Sarah Buchanan is the Director of Federal Government Relations and Health Policy at the National Psoriasis Foundation (NPF). George Gondo is the Director of Patient-Centered Research, also at NPF. In this article, they discuss work that the Centers for Disease Control and Prevention (CDC) are doing on psoriatic disease, and the potential of this research to improve the quality of life for those living with systemic immune-mediated diseases.
Buchanan: It’s been so much fun working with you and learning about everything you’re doing to improve the care process, from diagnosis to treatment. Can you tell us a little about yourself and how you got into this?
Gondo: My name is George Gondo. I work remotely from my home in Knoxville, Tennessee. I’ve been working in the patient advocacy space for more than 15 years and have led large, federally-funded cooperative agreements for about half of that time.
Working to improve the lives of individuals with chronic diseases or disabilities is very important to me. At some point in our lives, each of us will experience a chronic disease or a disability – or both. Yet, despite this, our health care system and our social life are not well adapted for individuals with chronic diseases or disabilities.
I’ve been working with the National Psoriasis Foundation since 2019, focusing on our patient-centered research. My work at NPF largely involves conducting our patient-facing surveys, analyzing data from those surveys, and disseminating the results through presentations at scientific meetings and publications in peer-reviewed scientific journals. Through this work, I get to collaborate with other staff at NPF, like you, Sarah, and members of our NPF Scientific Advisory Committee and Medical Board.
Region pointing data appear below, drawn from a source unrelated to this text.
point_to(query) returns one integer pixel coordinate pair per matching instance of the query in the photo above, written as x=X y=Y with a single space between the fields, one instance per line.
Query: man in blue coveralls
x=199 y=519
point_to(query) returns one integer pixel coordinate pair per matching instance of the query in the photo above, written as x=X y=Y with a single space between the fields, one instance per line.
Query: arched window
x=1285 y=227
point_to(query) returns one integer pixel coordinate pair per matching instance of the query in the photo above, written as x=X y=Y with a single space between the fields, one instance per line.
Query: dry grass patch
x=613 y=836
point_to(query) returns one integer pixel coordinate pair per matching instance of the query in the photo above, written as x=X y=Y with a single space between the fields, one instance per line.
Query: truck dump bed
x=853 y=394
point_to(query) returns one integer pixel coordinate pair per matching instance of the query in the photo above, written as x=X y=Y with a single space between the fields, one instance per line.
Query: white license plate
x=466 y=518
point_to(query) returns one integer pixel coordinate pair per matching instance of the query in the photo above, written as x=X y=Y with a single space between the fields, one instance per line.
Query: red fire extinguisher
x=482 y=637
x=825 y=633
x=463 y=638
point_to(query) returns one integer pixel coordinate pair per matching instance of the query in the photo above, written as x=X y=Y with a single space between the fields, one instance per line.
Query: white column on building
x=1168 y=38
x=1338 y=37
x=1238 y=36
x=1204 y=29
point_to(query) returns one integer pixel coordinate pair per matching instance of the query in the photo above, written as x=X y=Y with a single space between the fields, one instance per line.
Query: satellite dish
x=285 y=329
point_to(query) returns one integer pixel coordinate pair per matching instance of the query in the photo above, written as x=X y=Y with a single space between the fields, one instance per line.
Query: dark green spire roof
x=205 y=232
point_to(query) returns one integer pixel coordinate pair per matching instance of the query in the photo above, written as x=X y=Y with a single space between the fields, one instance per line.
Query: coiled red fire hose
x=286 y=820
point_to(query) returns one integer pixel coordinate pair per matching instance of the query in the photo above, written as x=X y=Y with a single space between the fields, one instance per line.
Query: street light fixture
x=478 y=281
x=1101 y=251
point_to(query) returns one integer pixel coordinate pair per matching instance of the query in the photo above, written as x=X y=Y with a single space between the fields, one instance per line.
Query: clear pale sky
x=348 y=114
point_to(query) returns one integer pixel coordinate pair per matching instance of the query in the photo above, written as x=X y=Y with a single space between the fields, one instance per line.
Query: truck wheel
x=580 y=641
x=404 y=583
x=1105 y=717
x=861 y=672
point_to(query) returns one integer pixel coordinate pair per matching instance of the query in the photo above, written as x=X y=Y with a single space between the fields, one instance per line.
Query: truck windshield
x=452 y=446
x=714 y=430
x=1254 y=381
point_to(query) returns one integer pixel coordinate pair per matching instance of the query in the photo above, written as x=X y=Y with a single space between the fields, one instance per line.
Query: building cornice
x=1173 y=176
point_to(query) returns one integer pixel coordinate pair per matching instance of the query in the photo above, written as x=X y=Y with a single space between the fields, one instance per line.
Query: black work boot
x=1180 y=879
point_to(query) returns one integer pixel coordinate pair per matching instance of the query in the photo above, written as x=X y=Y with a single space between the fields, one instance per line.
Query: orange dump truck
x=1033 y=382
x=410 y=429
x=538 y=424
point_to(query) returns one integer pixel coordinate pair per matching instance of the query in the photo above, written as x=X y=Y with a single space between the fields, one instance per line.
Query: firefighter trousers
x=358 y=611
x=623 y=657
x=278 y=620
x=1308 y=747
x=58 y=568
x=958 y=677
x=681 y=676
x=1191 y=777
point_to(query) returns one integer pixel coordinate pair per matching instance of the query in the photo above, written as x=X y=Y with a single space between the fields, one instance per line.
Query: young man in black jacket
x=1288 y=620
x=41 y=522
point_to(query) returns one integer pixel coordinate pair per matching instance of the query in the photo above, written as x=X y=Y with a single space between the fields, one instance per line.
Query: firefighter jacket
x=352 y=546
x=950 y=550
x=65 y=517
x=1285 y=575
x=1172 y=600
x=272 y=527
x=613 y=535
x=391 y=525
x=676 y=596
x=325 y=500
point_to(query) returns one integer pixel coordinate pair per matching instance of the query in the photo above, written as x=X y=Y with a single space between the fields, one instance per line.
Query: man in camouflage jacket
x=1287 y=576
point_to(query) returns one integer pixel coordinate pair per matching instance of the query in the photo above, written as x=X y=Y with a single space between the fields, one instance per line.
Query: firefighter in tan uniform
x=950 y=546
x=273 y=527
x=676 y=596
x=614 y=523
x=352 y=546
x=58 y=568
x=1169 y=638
Additionally, I serve as the Principal Investigator for our Chronic Disease Education and Awareness (CDEA) grant through the CDC.
Buchanan: What is ‘public health’ as it relates to psoriatic disease?
Gondo: That’s an interesting question. At its core, public health is about promoting well-being in communities by preventing people from getting sick or injured and promoting wellness through beneficial behaviors. Psoriasis is not a preventable disease, at least at present. But, it may be possible to prevent comorbidities associated with psoriasis – diseases like psoriatic arthritis (PsA), heart disease, obesity, and depression – through receiving an early diagnosis of psoriasis, making lifestyle changes if needed, and finding an appropriate treatment plan.
In this sense, public health as it relates to psoriatic disease is about developing the infrastructure to raise awareness about psoriasis as an immune-mediated, systemic inflammatory disease associated with other comorbidities. It also means enabling people with psoriatic disease and their providers to make informed choices about treatments and health screenings, as well as developing interventions that will promote optimal health outcomes for individuals with psoriasis. Without that infrastructure, efforts to develop new treatments may not actually improve the health and wellness of individuals with psoriatic disease.